Le gouvernement d’Alger, confronté lui-même à une insurrection islamiste qui a fait des dizaines de milliers de morts pendant la “décennie noire” entre 1992 et 2002, ne veut pas que le Mali devienne un nouvel Afghanistan mais n’entend pas pour autant se voir confier le rôle de gendarme du Sahel.

“L’Algérie est le seul pays de la région à avoir les compétences et les moyens pour intervenir contre Al Qaïda là-bas. Je ne comprends pas pourquoi elle refuse d’agir”, dit un ambassadeur d’un pays du Sahel.
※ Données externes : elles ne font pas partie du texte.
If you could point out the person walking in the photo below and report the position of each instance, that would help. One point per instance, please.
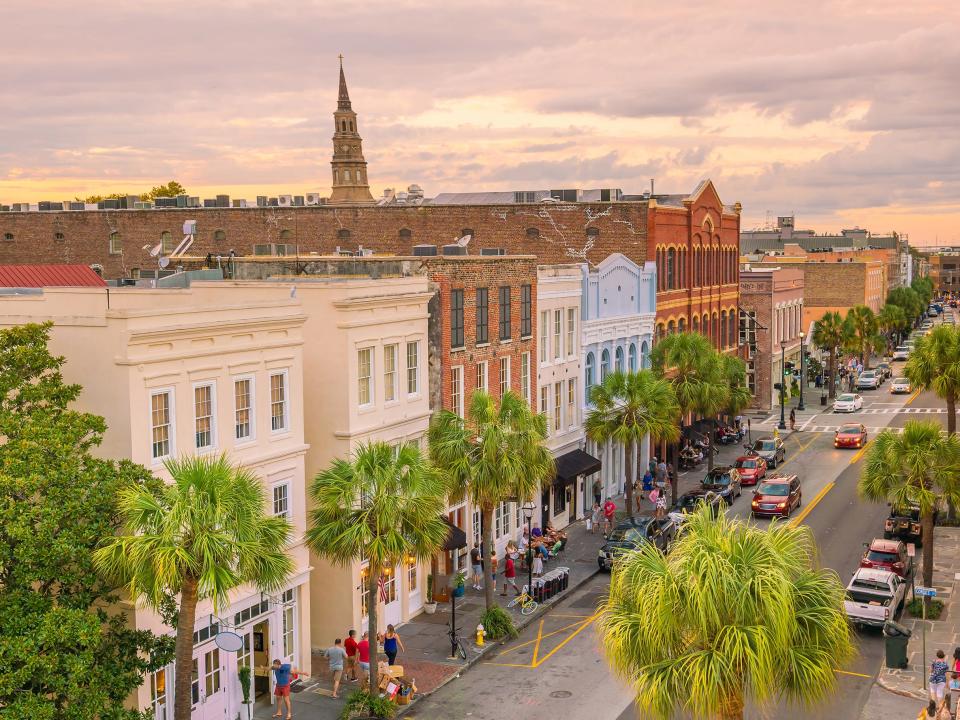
(336, 656)
(391, 641)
Alger prône une solution diplomatique au Mali depuis que les insurgés touaregs et les islamistes ont pris le contrôle des deux tiers du pays en profitant du désordre qui a suivi le coup d’Etat militaire de mars dernier à Bamako.

Les groupes islamistes, certains liés à Al Qaïda, sont ensuite parvenus à marginaliser les Touaregs et ont imposé la charia, la loi islamique, dans les territoires conquis.

Vendredi, le Conseil de sécurité de l’Onu a adopté une résolution appelant les organisations régionales africaines et les Nations unies à présenter dans les quarante-cinq jours un plan d’intervention visant à reconquérir le nord du Mali.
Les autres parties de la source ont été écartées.